OBJECTIVE: The study aimed to analyze the clinical features and prognosis of chronic lymphocytic leukemia (CLL) with t(14;18)(q32;q21) and conduct a literature review. METHODS: The clinical data of 8 patients with CLL carrying t(14;18)(q32;q21) seen in Jiangsu Province Hospital from November 2009 to November 2019 were collected and analyzed. RESULTS: Among the 8 cases, 7 were male and 1 was female. The median age at diagnosis was 70 years old. The immunophenotype score was 5 in 3 patients. 4 patients were scored 4 and the remaining one scored 3. The bone marrow histopathology showed the typical manifestation of CLL. Karyotype analysis showed that all the cases carried t(14;18)(q32;q21) in the stemline.
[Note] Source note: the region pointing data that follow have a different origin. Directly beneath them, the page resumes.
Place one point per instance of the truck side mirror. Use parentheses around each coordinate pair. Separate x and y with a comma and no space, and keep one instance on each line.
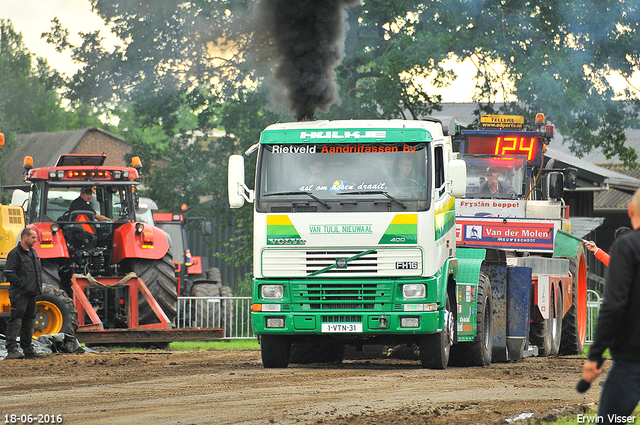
(570,178)
(458,177)
(236,186)
(207,230)
(555,184)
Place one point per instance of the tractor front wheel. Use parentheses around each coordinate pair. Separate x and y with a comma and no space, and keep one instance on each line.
(55,313)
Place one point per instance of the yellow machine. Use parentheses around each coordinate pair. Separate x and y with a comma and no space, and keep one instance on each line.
(55,310)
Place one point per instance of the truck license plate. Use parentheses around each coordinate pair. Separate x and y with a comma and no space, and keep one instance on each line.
(342,327)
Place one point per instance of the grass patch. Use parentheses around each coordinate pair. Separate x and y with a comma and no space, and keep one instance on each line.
(236,344)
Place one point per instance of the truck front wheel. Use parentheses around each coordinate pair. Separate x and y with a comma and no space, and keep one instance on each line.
(275,351)
(435,349)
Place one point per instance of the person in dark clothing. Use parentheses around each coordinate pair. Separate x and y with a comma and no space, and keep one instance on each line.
(23,271)
(83,203)
(618,327)
(494,186)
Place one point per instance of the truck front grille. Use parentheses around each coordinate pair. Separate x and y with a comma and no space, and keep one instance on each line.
(383,262)
(323,295)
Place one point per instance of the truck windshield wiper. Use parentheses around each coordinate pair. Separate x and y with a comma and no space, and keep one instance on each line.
(309,194)
(375,192)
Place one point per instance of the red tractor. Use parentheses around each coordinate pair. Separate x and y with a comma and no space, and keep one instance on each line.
(102,241)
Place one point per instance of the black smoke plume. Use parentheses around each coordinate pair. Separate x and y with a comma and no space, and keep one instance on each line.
(303,40)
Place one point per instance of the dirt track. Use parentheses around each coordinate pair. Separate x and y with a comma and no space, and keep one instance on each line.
(232,387)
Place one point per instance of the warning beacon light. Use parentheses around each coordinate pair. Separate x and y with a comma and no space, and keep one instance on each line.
(136,163)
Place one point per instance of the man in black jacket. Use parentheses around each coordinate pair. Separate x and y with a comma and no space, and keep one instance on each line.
(23,271)
(618,327)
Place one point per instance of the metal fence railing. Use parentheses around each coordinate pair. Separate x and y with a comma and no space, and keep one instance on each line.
(593,305)
(233,314)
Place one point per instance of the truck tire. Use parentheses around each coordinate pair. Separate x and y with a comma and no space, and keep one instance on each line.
(547,334)
(435,349)
(574,324)
(55,313)
(212,316)
(159,276)
(275,351)
(316,352)
(479,351)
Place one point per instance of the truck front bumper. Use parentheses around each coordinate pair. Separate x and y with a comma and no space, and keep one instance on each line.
(347,324)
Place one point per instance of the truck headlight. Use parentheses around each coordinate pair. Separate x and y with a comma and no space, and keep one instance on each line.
(274,322)
(414,290)
(272,292)
(409,322)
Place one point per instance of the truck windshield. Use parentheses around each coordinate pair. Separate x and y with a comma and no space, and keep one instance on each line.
(343,177)
(495,176)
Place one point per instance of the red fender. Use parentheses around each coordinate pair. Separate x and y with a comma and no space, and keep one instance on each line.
(152,243)
(49,245)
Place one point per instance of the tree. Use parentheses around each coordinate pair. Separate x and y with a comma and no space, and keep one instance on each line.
(28,101)
(212,61)
(29,93)
(557,54)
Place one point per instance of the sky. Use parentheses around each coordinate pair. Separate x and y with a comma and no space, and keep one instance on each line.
(33,17)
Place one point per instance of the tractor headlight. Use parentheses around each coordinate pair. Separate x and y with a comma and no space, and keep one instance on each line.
(414,290)
(272,292)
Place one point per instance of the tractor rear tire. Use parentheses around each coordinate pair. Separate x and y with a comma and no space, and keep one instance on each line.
(479,351)
(275,351)
(55,313)
(574,324)
(159,276)
(317,352)
(435,349)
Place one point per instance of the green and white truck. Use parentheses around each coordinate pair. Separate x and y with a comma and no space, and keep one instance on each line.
(355,243)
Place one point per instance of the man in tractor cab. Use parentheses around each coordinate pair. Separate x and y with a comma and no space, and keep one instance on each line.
(83,203)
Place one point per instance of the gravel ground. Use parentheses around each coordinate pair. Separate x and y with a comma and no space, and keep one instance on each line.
(205,387)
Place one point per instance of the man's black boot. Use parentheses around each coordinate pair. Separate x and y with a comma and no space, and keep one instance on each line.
(15,354)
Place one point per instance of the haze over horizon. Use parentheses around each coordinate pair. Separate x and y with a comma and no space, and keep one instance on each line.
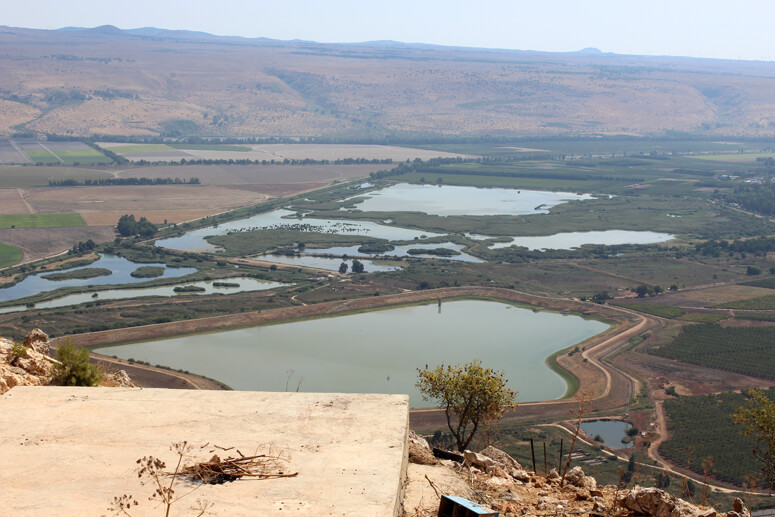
(690,28)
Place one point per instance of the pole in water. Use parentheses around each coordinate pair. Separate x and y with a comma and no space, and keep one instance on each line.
(559,463)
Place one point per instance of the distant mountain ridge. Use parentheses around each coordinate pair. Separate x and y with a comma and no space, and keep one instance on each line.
(149,81)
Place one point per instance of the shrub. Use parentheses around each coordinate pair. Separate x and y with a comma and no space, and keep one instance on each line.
(18,350)
(74,368)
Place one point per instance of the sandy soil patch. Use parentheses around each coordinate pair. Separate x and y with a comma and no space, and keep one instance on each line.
(12,113)
(256,174)
(11,202)
(38,243)
(717,295)
(110,217)
(129,199)
(323,152)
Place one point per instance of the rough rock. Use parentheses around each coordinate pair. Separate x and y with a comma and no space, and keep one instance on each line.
(576,477)
(31,365)
(29,368)
(38,341)
(540,495)
(419,450)
(478,460)
(502,458)
(119,379)
(520,475)
(652,501)
(739,509)
(497,471)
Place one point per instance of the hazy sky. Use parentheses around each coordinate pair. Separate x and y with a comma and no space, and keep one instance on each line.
(734,29)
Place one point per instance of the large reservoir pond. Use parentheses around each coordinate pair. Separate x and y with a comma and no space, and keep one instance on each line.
(286,219)
(570,240)
(121,273)
(379,351)
(453,200)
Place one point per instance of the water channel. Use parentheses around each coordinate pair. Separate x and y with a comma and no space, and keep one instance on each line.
(121,274)
(195,240)
(379,351)
(570,240)
(611,431)
(245,284)
(454,200)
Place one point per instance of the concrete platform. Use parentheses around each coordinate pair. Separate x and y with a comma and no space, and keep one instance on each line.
(70,451)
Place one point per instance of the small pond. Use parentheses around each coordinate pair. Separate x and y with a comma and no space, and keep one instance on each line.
(379,351)
(245,284)
(401,251)
(327,263)
(453,200)
(121,268)
(611,431)
(570,240)
(286,219)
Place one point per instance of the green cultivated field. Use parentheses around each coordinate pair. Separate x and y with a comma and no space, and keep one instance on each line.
(663,311)
(9,255)
(744,350)
(41,220)
(138,148)
(212,147)
(41,155)
(701,427)
(16,176)
(737,157)
(761,303)
(79,274)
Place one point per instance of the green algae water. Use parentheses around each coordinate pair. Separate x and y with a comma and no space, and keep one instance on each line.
(379,351)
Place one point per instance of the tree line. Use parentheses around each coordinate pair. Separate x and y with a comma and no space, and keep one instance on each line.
(122,181)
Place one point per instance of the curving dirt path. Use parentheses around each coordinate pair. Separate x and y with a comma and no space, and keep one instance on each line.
(603,385)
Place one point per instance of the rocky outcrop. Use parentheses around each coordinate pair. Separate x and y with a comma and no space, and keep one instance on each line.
(28,364)
(419,450)
(652,501)
(494,479)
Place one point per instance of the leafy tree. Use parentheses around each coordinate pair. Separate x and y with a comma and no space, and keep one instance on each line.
(357,266)
(471,396)
(74,368)
(758,417)
(127,226)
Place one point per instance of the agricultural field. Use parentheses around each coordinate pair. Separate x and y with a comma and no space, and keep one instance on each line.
(701,428)
(744,350)
(761,303)
(281,178)
(663,311)
(59,153)
(9,255)
(38,243)
(737,157)
(715,296)
(17,176)
(41,220)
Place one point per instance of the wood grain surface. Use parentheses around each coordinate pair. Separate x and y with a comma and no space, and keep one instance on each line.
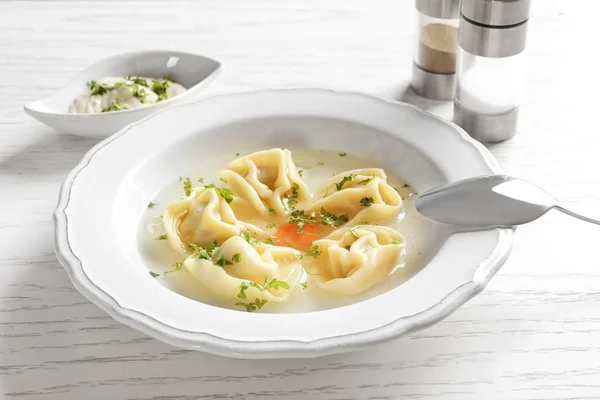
(534,333)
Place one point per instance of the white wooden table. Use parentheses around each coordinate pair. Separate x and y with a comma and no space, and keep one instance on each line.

The t(14;18)(q32;q21) showed as the sole abnormality in 3 cases, with +12 in 4, and with 13q− in 1 case. 13q− was found in another 3 patients by FISH. Immunoglobulin heavy chain gene (IGHV) mutation status was detected in 6 cases and all of them were mutated. None of them used IGHV3-21. Only 1 case harbored TP53 mutation and no TP53, SF3B1, NOTCH1, or MYD88 mutations were found in the remaining cases who underwent the relevant tests. At a median follow-up of 30.9 months, 1 case died. The remaining 7 cases survived and 3 of them have not reached the treatment indication. 4 patients who received chemotherapy or immunotherapy were stable. CONCLUSION: The t(14;18)(q32;q21) is rare in CLL and often accompanied by +12 and mutated IGHV. CLL with t(14;18)(q32;q21) tends to have a good prognosis.